Ifill was also the moderator of the Washington Week public affairs program, a position she held since 1999. After a successful career with the Baltimore Evening Sun and the Boston Herald American, Ifill moved to The Washington Post and later, The New York Times.
With a career spanning more than 30 years, Ifill brought her expertise to a Cronkite Day panel hosted at the Newseum in Washington D.C. this September for the celebration of Walter Cronkite’s 100th birthday.
While discussing young people and the role of public broadcasting in today’s media, Ifill said, “I would be despairing of my craft, of my profession, if I didn’t think there was another generation that was coming along to do it the right way. And to teach me things.”
Ifill was an advocate for diversity in newsrooms and in news coverage.
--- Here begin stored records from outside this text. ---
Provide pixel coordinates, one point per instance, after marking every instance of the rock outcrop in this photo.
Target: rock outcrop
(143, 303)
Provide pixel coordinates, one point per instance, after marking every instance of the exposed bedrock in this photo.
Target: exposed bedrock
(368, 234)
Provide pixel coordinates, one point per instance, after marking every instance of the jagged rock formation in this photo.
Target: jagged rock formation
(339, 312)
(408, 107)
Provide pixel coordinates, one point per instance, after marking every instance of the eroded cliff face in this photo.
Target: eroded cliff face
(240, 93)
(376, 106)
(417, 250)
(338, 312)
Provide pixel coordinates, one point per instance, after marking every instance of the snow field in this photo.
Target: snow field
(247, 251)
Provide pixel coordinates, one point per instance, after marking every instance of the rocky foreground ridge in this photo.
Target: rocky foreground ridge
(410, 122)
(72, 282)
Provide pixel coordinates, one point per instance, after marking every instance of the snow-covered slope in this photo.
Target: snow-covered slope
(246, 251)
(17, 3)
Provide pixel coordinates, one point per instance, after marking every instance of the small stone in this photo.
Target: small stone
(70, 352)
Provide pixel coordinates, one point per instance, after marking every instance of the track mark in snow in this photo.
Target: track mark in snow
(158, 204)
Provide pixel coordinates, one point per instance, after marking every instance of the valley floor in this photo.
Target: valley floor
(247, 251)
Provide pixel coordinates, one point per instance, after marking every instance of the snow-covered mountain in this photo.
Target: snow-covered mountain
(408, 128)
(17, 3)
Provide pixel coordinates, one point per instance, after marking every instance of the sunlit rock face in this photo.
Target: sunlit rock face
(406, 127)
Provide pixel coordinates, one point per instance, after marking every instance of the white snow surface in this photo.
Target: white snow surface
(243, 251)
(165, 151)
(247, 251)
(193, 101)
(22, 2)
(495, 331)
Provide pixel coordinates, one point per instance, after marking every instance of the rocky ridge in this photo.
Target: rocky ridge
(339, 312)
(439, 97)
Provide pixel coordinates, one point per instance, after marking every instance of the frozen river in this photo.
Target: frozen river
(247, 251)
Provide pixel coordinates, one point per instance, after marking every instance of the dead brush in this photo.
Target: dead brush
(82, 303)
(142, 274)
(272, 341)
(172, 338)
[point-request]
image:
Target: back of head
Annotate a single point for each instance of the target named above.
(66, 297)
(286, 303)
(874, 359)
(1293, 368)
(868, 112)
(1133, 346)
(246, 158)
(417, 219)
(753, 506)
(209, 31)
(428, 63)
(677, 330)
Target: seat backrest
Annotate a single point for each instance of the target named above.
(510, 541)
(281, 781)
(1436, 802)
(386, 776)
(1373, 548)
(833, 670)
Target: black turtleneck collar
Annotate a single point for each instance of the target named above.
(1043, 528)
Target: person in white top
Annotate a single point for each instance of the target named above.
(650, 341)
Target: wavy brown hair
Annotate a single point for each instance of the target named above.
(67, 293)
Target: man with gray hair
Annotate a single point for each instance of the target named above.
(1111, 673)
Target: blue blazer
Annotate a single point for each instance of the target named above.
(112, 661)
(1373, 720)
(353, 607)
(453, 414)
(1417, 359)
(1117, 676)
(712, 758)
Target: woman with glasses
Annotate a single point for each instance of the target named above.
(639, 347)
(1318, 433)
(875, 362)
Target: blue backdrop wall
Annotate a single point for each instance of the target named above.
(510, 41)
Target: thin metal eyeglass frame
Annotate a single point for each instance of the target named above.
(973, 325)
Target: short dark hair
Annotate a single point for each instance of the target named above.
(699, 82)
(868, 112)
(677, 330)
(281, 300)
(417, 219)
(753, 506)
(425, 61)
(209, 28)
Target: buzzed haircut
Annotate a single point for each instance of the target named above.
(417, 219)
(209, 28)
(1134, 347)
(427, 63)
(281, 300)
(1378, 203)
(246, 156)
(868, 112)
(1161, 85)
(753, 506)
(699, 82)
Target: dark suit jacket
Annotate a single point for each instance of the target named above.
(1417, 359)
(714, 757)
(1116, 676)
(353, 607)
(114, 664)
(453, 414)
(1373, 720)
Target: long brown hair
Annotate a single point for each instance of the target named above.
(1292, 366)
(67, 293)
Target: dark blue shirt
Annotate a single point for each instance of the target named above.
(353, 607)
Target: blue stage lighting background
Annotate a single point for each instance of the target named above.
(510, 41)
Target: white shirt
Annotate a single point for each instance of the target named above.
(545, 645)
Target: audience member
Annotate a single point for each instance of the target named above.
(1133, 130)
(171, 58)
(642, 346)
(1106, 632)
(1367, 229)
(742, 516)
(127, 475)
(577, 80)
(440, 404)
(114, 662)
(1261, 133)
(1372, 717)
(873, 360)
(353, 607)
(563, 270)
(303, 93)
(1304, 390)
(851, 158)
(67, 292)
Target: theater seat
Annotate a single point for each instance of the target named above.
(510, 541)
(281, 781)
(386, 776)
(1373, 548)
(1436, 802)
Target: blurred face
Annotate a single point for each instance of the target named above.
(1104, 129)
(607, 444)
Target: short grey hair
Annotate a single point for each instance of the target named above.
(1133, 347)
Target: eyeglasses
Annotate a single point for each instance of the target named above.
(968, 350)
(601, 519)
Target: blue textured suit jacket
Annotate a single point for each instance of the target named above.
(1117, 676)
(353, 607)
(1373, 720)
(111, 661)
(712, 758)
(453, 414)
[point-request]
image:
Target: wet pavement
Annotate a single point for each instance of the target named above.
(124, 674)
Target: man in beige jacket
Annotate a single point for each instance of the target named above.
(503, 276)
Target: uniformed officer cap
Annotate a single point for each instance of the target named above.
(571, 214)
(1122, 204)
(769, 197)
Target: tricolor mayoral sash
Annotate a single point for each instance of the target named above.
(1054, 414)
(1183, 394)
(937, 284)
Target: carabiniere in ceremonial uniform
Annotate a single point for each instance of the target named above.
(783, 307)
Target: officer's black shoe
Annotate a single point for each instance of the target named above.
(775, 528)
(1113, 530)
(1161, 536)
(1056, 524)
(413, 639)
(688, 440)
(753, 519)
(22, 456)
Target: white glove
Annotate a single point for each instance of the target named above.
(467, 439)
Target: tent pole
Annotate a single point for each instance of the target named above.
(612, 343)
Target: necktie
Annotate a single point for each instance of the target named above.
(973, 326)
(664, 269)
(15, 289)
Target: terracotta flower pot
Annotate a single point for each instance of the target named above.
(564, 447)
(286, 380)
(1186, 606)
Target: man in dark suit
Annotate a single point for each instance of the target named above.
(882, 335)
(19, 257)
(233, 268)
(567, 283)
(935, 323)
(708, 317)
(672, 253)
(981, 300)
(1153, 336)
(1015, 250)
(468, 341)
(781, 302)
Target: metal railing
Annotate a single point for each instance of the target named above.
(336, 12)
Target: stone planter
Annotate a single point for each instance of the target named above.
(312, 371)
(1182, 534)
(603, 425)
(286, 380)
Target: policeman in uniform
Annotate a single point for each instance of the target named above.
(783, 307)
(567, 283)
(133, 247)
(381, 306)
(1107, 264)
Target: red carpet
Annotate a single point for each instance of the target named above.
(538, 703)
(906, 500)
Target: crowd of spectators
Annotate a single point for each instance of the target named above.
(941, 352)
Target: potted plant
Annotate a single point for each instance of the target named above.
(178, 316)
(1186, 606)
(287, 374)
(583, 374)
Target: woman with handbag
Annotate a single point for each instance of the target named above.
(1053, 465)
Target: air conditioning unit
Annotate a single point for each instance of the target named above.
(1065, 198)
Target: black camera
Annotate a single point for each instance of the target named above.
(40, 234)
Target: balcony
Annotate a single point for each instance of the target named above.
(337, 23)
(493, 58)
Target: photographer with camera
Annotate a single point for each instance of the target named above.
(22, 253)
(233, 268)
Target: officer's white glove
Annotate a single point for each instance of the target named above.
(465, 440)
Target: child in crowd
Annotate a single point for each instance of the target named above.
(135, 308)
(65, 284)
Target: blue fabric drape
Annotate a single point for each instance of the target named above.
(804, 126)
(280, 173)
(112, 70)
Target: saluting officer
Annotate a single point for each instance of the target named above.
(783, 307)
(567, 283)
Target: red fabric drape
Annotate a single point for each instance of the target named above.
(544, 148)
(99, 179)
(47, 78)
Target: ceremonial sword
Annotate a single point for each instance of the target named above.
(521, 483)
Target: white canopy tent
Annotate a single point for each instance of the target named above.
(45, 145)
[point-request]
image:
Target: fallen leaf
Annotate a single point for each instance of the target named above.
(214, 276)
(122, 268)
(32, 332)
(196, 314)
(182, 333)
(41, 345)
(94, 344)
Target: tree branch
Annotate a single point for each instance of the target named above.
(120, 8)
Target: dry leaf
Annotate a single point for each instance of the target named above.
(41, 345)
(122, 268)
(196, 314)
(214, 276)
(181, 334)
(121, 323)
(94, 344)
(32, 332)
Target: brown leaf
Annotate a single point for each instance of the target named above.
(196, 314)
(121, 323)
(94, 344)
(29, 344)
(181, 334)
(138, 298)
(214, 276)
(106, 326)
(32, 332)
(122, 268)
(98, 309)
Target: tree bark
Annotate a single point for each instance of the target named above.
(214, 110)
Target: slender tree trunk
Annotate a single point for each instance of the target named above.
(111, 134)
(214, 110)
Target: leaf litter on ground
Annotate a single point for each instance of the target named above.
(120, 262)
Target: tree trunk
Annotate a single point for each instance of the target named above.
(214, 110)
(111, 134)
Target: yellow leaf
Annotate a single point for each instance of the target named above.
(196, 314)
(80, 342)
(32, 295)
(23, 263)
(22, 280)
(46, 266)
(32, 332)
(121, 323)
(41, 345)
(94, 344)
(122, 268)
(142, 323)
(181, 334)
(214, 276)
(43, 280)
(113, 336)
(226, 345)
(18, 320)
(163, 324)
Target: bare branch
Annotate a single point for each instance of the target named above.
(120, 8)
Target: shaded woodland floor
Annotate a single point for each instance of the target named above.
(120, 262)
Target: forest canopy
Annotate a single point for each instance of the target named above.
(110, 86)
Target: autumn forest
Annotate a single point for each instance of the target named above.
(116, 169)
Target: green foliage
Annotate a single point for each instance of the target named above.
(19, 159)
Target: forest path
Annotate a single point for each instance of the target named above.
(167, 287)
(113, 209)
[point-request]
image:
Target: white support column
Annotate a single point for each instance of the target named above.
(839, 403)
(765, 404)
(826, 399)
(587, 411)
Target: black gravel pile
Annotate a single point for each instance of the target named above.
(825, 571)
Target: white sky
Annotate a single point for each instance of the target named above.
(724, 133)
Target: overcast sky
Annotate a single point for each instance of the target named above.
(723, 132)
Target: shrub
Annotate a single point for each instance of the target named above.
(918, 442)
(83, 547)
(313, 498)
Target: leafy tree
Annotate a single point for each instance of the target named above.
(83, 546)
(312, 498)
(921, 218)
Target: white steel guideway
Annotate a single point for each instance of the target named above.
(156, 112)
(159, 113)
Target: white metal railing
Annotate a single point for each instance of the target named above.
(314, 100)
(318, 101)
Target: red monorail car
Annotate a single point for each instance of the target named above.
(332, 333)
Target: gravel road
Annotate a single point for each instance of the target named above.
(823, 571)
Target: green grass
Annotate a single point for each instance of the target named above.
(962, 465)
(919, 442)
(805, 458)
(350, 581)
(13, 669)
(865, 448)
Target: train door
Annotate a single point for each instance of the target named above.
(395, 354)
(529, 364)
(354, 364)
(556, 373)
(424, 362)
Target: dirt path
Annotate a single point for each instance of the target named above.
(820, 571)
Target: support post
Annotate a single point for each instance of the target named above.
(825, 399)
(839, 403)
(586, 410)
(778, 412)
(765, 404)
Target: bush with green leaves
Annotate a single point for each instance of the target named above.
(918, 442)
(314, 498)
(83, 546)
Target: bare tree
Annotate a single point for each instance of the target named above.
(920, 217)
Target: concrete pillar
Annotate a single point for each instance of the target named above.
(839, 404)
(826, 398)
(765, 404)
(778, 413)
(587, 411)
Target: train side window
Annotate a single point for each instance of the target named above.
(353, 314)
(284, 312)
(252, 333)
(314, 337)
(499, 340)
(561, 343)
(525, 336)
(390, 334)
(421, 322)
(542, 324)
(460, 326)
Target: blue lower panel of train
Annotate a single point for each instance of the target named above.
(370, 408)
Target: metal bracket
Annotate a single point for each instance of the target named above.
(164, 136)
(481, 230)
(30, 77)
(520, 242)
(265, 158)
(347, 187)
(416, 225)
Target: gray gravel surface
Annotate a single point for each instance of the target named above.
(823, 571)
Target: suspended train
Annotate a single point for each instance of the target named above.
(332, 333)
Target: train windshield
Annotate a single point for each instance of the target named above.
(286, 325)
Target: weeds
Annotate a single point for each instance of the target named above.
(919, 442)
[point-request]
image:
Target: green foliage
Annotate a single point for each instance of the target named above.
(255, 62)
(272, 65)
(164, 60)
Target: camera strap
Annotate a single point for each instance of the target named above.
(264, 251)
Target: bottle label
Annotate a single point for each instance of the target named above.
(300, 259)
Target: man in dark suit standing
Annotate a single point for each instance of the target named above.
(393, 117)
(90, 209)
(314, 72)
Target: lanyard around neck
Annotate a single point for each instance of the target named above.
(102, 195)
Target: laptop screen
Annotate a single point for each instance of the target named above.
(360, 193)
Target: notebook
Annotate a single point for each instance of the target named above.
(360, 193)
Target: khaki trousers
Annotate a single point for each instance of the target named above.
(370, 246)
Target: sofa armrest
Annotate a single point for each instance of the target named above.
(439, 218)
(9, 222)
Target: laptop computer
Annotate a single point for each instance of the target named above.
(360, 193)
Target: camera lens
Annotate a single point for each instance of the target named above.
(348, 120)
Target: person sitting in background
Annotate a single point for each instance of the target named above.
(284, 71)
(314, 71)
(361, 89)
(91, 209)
Speaking at Arizona State University’s Walter Cronkite School of Journalism and Mass Communication in 2013, Ifill said diversity of voices in the news is critical not only for journalism but also for society.
“Too often we sit in our newsrooms and our lives complacent, and we react. The world races by us and we strain to catch up, and guess what happens when that happens? We get left behind,” Ifill said. “We can fix this. We must fix this. The best way to start doing it is by opening our doors wider, listening harder and knowing that (this) is not only the right thing to do as journalists, it’s our salvation.”
“I’ve always said that, to the extent that there is bias ever in the news coverage, it’s in the stories we don’t tell,” Ifiill told Arizona Horizon host Ted Simons in 2013. “And we don’t tell these stories because we don’t know anyone who is attuned to even see the stories sitting there.”
Ifill was also associated with the News Literacy Project, a program that teaches high school students and other consumers how to listen for truthful news. At the Newseum, Ifill spoke about the importance of teaching the next generation the basics of journalism.
“We want to be able to step away from this and make sure it’s still genuine and real,” she said. “We want to raise another generation of people who know that there’s a way to tell the story.”
Sara Just, an executive producer of PBS NewsHour said, “We will forever miss her terribly.”